BILLET / Comment se réjouir

Marie-Anne Lorgé / Le bonheur est dans le pré (l’essayer, c’est l’adopter), et le pré fait le printemps – avec fleurs, orgies d’oiseaux et autres saillies colorées dans le décor –, or, le printemps, on y est, mars lui a fait un nid.

En même temps, mars est un mois bavard. C’est un défouloir de paroles montées en pages que des barnums commercialo-littéraires – les salons, foires et autres temples du genre – sèment tout au long du mois. C’est fou le bruit que font les mots. Sachant que certains restent inaudibles, ceux-là qui souvent se cachent pour souffrir. D’autres, amuseurs sans le vouloir, font des plis dans le creux de l’oreille – à l ‘exemple de cette savoureuse brève de comptoir: «Les prunes sont arrivées à maternité». D’autres encore se perdent au milieu de «souvenirs qui se trompent de locataire».
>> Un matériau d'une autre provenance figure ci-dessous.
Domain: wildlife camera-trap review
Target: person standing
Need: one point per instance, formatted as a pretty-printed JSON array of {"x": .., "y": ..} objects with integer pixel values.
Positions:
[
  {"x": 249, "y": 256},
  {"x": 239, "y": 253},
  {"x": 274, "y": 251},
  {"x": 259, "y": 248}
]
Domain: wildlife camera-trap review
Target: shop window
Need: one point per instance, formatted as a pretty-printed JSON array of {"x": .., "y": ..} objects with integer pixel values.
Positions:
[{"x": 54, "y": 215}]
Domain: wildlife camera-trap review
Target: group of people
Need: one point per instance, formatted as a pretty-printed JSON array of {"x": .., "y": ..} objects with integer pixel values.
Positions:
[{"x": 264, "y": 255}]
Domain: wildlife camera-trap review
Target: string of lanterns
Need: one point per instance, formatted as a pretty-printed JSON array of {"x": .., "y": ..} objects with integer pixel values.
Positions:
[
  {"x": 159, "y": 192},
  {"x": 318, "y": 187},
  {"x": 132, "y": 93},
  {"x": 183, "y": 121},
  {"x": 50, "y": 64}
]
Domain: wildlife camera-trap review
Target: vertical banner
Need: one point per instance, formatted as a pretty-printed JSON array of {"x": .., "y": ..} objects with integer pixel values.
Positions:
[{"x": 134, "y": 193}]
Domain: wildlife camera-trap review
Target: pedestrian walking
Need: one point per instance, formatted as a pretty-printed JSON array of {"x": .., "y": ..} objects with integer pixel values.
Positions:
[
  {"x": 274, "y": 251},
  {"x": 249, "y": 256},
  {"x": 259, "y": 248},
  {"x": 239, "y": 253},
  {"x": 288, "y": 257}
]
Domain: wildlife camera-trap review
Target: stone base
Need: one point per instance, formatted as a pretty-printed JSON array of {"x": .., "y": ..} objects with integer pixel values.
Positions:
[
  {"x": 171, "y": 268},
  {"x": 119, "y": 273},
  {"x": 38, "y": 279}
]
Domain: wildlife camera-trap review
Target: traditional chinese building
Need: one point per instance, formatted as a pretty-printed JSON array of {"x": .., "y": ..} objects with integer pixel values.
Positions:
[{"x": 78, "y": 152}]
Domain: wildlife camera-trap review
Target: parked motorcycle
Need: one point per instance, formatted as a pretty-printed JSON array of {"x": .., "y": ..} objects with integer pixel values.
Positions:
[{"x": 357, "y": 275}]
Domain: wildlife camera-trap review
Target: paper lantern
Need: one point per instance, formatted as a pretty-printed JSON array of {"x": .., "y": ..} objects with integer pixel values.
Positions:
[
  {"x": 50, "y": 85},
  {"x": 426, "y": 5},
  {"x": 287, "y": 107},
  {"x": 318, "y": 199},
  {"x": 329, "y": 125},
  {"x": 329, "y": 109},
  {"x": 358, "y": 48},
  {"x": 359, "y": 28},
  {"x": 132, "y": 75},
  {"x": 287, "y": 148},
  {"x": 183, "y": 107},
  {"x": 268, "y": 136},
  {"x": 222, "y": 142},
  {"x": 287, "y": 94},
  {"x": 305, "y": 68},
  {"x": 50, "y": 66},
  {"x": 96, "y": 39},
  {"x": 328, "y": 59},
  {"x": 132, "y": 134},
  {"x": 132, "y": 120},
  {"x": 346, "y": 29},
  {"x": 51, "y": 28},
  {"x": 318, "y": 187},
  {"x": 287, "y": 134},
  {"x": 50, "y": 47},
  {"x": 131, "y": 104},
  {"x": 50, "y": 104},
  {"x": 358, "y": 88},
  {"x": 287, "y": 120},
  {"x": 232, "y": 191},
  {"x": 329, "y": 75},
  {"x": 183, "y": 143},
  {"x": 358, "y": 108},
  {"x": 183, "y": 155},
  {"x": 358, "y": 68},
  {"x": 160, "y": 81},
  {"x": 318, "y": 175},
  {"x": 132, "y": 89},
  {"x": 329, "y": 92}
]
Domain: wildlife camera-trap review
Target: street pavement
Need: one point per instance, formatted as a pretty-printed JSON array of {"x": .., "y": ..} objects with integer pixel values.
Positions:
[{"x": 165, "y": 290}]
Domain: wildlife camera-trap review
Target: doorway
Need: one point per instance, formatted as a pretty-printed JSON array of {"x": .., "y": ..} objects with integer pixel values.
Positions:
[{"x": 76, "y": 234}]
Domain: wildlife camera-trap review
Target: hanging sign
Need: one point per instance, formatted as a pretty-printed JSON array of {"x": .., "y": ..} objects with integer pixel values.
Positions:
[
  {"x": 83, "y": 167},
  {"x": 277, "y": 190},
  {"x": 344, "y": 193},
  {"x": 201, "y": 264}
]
S’il n’est «pire sourd que celui qui ne veut pas entendre», il y aurait toutefois danger à tout écouter, à commencer par les injonctions délirantes du discours ambiant, cette prétendue pensée positive qui fait pression comme une cocotte-minute. «Sois heureux. Sois en meilleure santé. Sois plus intelligent, plus rapide, plus riche, plus sexy, plus productif». C’est oublier que parfois tout va de travers. Et qu’un droit existe, celui de s’en

foutre. Un art subtil, selon le livre-manifeste de Mark Manson, qui préconise l’insolence joyeuse. En gros, y a pas de mal à se faire du bien…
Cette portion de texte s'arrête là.